AUSTRALIA'S BIG DESERT ROCK


A controversial pilgrimage
in outback Australia
By Colin Espiner
10:30 AM Friday Sep 7, 2012
It's a long and very steep climb up and down Uluru.
Note 
the size of the cars at the base.  Photo / Colin Espiner


Uluru: even the name sounds mysterious, grand, remote, awe-inspiring.
A red rock rising nearly 350 meters out of the desert plain, hundreds of kilometers from anything and anywhere - surely the most recognizable natural attraction in all of Australia.
No matter how many postcards you've seen, Uluru is still breathtaking - particularly up close, where the fissures in the rock look like pockmarks on suede and its color deepens as the sun goes down.
It's big, sure - 3.6km long by 2.4km wide and old - around 600 million years they reckon.
But it's not the size that matters, on this occasion anyway. There are plenty of other big pieces of rock in Australia.
Its allure is partly due to the fact that it's such a surprise. There is literally nothing else around it.
The Olgas, a small group of hills that look like something out of a story book by Dr Seuss, stand some 70km away, and there's Mt Connor, an even larger, flatter mountain that many visitors mistake for Uluru as they head towards it.
But in an area that comprises hundreds of thousands of square kilometers, that still adds up to two-thirds of sweet nothing.
Uluru has been of huge significance to Aboriginal people for millennia. The traditional belief is that it was created by two boys playing in the mud.
The journey itself is another part of the attraction. Even Alice Springs, the geographical center of Australia, is some 400km distant.
Perhaps that's why Uluru has attained such mythical status. For if it's still possible to undertake a pilgrimage to the heart of the Australian dream in the 21st century, Uluru is that trip.
It's a rite of passage for young Australians, and a bucket-list opportunity for the Grey Nomads. Tourists flock here, backpackers congregate in their vans alongside the road to gape in awe, 4WDers combine it with a trip through the Simpson and Tanami deserts.
And like any good pilgrimage, it has controversy. To climb, or not to climb? That is the question.
The Aboriginal custodians of Uluru, the Anangu, ask you not to. Signs everywhere plead with you not to climb the rock. To them, it's culturally insensitive.
To non-Aboriginals, it's an opportunity to climb the most famous rock in Australia, with the reward of incredible sweeping views of the desert plain.
In the middle is the Australian Government.
So far, the rock remains open to climb - some days. It's often closed due to a variety of reasons (some say excuses) - wind, temperature, or by Anangu request.
Many believe Uluru won't remain open for climbing much longer. There are no signs showing you where to ascend, and the local park headquarters doesn't even mention it unless you specifically ask.
There is, however, a large sign listing the health risks of climbing, and warning that 35 people have died trying.
We chose to climb. Without wishing to invoke the wrath of whatever Aboriginal spirits hang over the place, it was just too tempting to pass up this once-in-a-lifetime opportunity.
It's a bloody tough walk. The route goes virtually straight up for the first 600m. There's a chain you can grab to stop you slipping to your death. Your lungs ache, there's no shade and it's over 30 degrees.
But the elation at the top - 843m above sea level - is worth it. The views are incredible . . . .

Peter’s Comment

Uluru, once known as Ayers Rock, is probably Australia’s best known landmark after the Sydney Opera House.

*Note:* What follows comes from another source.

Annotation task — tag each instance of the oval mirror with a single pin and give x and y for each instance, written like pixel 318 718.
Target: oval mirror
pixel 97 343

On a visit to the rock in 2007 the things that impressed me most was first the isolation. At the rock you are in the heart of an almost empty continent. Next were the changing colors of the desert and the rock. Finally, the extreme temperatures can hit hard. During my 24 hour stay the temperature ranged from freezing to 35 degrees (95°F)

Uluru has direct jet flights to most state capitals as well as to some Asian cities. The rock can also be visited on coach tours from Alice Springs and other centers.